How does the Quicksort algorithm work?
- First, the algorithm selects a pivot element.
- Next, the algorithm sorts the two sub-arrays that lay to the left and the right from the pivot element. The algorithm iterates through the elements of the sub-arrays and places them either to the left or the right from the pivot depending on whether they are greater or less than the pivot element.
- Finally, the sub-arrays are sorted similarly (recursion).
What is the time complexity of the Quicksort algorithm?
- Best O (n log n)
- Average O (n log n)
- Worst O (n^2)
What is the space complexity of the Quicksort algorithm?
- O (n log n)
Is Quicksort a stable algorithm?
- No, Quicksort belongs to the group of unstable sorting algorithms.
What does a “stable sorting algorithm” mean?
- Stable sorting algorithms preserve the order of input elements.
Provide an implementation of the Quicksort algorithm in C#.

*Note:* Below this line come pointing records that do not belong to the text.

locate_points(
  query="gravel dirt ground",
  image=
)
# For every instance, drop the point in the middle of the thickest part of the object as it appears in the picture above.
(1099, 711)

void quicksort(ref int[] array, int firstIndex, int lastIndex)
{
if (array == null || array.Length < 2 || firstIndex == lastIndex) return;
// select pivot
int pivot = lastIndex;
// sort against pivot
for (int i = firstIndex; i < pivot; i++)
{
if (array[i] >= array[pivot])
{
int tmp = array[i];
array[i] = array[pivot - 1];
array[pivot - 1] = array[pivot];
array[pivot] = tmp;
pivot--;
i--;
}
}
// sort left side
if (pivot > firstIndex)
quicksort(ref array, firstIndex, pivot - 1);
// sort right side
if (pivot < lastIndex)
quicksort(ref array, pivot + 1, lastIndex);
}
The implementation is pretty simple. We work with the original array without copying during the sorting. Therefore, we need two pointers (firstIndex and lastIndex) that indicate which part of the array we are currently sorting.
At the very beginning, we check the validity of the input. If the check fails, then we return without doing anything.
In the next step, we define the pivot element by simply selecting the last one. Subsequently, we sort the left sub-array against the pivot element. If an element is less than the pivot element, then we keep it where it is. Otherwise, we put it right behind the pivot.
Finally, we sort the sub-arrays that lay to the left and the right from the pivot element using the same method.